Circadian phase of fibroblasts in the presence of serum from young and older subjects. (A) Phase of cell lines from young subjects (Y) was determined after temperature entrainment in the presence of serum from younger subjects (YS) or from older subjects (OS). Results are expressed as phase difference (in h) between the two treatments. Each bar results from the average of two different cell lines, each treated with two different sera, ± SEM. (B) Equivalent data using cell lines from older subjects. In both cases, there was a significant advance in the phase of cells treated with OS compared with the same cell lines treated with YS (unpaired t test; *P < 0.05). (C) Correlation between phase-shift differences seen in this figure and differences in period length seen in Fig. 2. Phase shifts are plotted relative to the average phase for all sera from young subjects (linear regression: P = 0.0265; r² = 0.6488).

Fig. 4.

Length of the circadian period of skin fibroblasts treated with media containing normal or heat-inactivated human serum.
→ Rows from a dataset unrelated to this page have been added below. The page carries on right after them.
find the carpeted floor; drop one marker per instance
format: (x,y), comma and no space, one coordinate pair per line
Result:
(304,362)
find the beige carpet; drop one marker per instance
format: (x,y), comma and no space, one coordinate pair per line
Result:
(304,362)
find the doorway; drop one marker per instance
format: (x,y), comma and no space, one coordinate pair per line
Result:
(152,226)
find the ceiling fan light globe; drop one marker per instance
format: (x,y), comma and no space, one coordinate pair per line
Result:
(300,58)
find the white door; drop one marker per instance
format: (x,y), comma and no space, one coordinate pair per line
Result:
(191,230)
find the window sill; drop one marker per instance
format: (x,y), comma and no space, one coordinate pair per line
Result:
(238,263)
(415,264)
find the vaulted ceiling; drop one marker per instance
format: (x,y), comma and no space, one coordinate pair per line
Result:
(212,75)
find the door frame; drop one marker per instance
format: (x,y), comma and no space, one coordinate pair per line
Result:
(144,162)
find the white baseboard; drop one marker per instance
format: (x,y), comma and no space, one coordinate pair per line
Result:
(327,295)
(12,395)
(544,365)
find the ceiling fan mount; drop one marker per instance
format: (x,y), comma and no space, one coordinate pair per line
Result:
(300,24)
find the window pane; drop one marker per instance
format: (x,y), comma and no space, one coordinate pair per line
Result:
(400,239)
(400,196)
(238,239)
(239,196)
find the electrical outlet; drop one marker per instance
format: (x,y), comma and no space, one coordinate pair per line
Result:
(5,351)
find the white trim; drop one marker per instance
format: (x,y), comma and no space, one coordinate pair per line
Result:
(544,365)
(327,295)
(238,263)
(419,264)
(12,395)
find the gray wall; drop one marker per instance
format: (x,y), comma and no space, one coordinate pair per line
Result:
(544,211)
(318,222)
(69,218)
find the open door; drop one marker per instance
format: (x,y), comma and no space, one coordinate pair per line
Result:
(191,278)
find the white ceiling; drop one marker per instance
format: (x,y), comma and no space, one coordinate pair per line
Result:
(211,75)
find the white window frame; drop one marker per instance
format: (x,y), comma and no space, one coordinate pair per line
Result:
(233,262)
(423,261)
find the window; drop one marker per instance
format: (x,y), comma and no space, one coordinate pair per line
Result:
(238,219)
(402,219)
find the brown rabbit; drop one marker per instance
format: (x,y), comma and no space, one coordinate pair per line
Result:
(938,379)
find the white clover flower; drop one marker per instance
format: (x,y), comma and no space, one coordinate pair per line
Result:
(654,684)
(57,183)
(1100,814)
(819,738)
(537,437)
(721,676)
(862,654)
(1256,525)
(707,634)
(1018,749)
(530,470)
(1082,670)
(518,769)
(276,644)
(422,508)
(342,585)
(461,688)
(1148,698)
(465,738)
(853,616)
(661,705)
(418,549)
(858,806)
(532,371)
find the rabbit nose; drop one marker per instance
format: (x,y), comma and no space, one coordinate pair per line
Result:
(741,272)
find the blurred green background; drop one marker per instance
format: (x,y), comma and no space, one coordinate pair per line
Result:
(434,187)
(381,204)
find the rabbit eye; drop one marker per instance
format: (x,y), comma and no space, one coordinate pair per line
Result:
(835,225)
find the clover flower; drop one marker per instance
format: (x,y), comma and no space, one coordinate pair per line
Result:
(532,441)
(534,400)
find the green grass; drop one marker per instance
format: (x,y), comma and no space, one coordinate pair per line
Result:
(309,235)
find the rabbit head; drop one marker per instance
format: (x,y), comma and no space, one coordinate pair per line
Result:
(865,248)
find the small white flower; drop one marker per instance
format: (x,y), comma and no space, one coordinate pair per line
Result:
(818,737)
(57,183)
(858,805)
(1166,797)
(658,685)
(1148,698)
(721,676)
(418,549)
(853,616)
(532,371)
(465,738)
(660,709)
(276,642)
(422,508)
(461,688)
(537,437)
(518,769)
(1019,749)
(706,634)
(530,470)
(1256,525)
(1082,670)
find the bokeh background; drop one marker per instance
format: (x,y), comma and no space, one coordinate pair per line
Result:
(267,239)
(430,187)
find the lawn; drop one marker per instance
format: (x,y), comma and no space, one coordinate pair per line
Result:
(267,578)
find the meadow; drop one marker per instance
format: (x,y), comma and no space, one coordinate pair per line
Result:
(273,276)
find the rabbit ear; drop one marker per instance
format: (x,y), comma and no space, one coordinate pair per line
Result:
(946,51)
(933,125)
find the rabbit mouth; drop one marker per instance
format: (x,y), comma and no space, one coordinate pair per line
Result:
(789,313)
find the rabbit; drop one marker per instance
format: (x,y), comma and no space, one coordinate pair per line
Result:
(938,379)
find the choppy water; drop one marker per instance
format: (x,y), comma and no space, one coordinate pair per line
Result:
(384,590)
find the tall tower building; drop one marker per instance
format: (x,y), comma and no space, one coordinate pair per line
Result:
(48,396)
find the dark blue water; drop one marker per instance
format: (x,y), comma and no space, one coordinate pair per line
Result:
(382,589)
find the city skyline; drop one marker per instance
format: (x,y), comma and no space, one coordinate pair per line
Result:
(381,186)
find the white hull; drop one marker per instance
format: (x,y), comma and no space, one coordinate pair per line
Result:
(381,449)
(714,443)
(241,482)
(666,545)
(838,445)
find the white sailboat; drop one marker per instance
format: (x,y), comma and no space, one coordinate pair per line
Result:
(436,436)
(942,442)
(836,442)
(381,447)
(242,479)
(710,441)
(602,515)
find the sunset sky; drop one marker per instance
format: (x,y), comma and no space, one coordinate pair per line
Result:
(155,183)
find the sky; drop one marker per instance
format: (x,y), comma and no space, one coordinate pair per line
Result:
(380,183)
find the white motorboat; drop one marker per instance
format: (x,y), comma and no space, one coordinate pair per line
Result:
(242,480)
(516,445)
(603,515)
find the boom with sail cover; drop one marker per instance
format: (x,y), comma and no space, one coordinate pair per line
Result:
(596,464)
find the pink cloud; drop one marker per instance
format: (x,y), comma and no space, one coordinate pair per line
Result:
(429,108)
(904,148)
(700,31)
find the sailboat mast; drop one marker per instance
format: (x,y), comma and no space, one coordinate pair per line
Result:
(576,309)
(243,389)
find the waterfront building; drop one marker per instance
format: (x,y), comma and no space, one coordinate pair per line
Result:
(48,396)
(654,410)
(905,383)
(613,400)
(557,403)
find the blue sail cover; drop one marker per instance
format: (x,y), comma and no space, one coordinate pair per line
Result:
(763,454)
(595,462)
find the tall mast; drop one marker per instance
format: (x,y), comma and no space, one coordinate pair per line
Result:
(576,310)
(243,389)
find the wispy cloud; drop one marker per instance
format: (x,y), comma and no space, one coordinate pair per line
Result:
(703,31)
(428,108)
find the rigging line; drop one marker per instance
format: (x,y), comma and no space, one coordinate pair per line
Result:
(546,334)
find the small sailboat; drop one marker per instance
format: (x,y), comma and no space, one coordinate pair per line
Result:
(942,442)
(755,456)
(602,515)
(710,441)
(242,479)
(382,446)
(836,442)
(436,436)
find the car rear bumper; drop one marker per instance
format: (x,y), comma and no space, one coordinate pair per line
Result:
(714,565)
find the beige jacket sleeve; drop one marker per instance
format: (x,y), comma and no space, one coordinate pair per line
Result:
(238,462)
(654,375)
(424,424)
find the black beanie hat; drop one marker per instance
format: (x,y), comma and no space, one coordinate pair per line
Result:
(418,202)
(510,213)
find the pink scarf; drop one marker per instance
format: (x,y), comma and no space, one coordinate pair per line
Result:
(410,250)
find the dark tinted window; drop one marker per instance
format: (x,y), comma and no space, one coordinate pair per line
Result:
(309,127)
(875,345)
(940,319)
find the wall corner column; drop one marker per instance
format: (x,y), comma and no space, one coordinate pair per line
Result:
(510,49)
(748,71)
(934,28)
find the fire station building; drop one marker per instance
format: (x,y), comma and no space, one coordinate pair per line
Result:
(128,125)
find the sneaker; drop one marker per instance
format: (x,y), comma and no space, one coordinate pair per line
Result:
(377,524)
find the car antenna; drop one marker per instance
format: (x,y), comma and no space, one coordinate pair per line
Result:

For ease of analysis, data for normal serum are replotted from Fig. 2. (A) Length of circadian period obtained from one representative cell line from a young subject (Y) measured in media containing normal (YS or OS) or heat-inactivated (YSHI or OSHI) human serum from four young and seven older donors. Every bar shows the mean of three independent measurements ± SEM. (B) (Upper) Graph showing the average period length from Y cell lines treated with normal and heat-inactivated serum from both young and old subjects. Each bar represents the average of two different cell lines, each treated with four different sera, ± SE. (Lower) Equivalent graph for cell lines from older subjects. In both cases, YSHI did not modify the period length compared with YS (one-way ANOVA Tukey's multiple comparison test: P > 0.05), whereas OSHI increased the period length compared with OS (one-way ANOVA Tukey's multiple comparison test: *P < 0.05; **P < 0.01; ***P < 0.001) to a length equivalent to that obtained with YS (one-way ANOVA Tukey's multiple comparison test: P > 0.05). (C) Under temperature-entrained conditions, comparison of phase shifts obtained with untreated and heat-inactivated sera tested on two cell lines from young subjects and two from older subjects. Results are expressed relative to phase obtained with young serum. No differences were observed in phase among YS, YSHI, and OSHI (one-way ANOVA Tukey's multiple comparison test: P > 0.05), but OS resulted in significantly earlier phase (one-way ANOVA Tukey's multiple comparison test: *P < 0.05). (D) Model demonstrating why older subjects show altered circadian behavior. Blue, younger subjects. Red, older subjects. (1) In elderly individuals, lower light levels caused by less light exposure and changed lens properties reduce the ability of light to entrain the central clock in SCN. (2) A weakened circadian drive from the SCN results in fragmented sleep–wake cycles, which in turn affect self-selected light preferences. (3) Altered hormonal balance in elderly individuals changes cellular clock properties and shifts phase earlier at sleep–wake centers but cannot entrain the SCN. In cells, only intrinsic and hormonal influences are operative, resulting in shorter period and earlier phase in the presence of serum from older individuals.